Siamo nella mattina del 5 settembre 1698, indietro nel tempo di 321 anni. Una nutrita schiera di alti ufficiali ed aristocratici russi giunge al cospetto dello Zar Pietro I detto “il Grande”, tornato in patria dopo un lunghissimo viaggio attraverso l’Europa occidentale.
Pietro, dopo aver accolto i suoi titolati sudditi, li sorprende con un atto eclatante: impugnato un rasoio inizia a tagliare le folte barbe che ornano quegli austeri visi. Quello stesso giorno emana una legge che prevede la tassazione per possesso di barba. La tassa è variabile a seconda del reddito e riguarda tutti tranne i contadini che vivono lontano dai centri abitati, a patto che essi non pretendano di entrare in città o nella capitale in particolar modo. In tal caso devono provvedere al pagamento del tributo previsto, pena l’immediata rasatura in pubblico. Rasatura in pubblico effettuata su chiunque, portatore di barba, non sia in possesso della particolare “moneta” o “medaglia” (come da figura qui sotto), attestante l’avvenuto pagamento dell’imposta.

Inutile dire che, ritornati ai nostri tempi, questo accaduto storico ci fa sorridere, ma va detto che allora, in Russia, avere una bella barba non era cosa di poco conto, perché essa simboleggiava il senso più ampio della nobiltà dell’uomo.
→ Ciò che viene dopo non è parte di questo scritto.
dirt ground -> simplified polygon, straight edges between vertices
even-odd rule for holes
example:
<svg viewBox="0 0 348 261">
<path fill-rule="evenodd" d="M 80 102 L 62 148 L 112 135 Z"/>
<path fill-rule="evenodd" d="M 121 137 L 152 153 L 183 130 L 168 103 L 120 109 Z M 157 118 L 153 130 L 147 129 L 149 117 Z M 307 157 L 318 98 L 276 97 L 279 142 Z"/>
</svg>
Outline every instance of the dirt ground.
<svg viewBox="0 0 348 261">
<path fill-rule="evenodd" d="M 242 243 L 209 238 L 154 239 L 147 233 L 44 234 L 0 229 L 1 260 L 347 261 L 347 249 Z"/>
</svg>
La popolazione, infatti, rimase turbata dalla scelta dello Zar, che restò fermo nella sua decisione attribuendole la volontà di una innovazione culturale.

La normativa rimase in vigore fino al 1772, anno in cui fu abolita niente di meno che da una reggente donna: Caterina II.
A noi sorge il dubbio che dietro l’istituzione di questa tassa ci fosse solo uno dei tanti espedienti per raccogliere denaro e che ben poco avesse a che fare con la “modernizzazione” del Paese, ma chi può dirlo? Una riflessione però siamo spinti a farla e una domanda ne consegue spontanea: chissà se fra trecento anni, qualcuno si troverà inevitabilmente ad ironizzare su alcune delle tante tasse comunali, di scopo o nazionali che ci ritroviamo a pagare per “modernizzare” il nostro di Paese?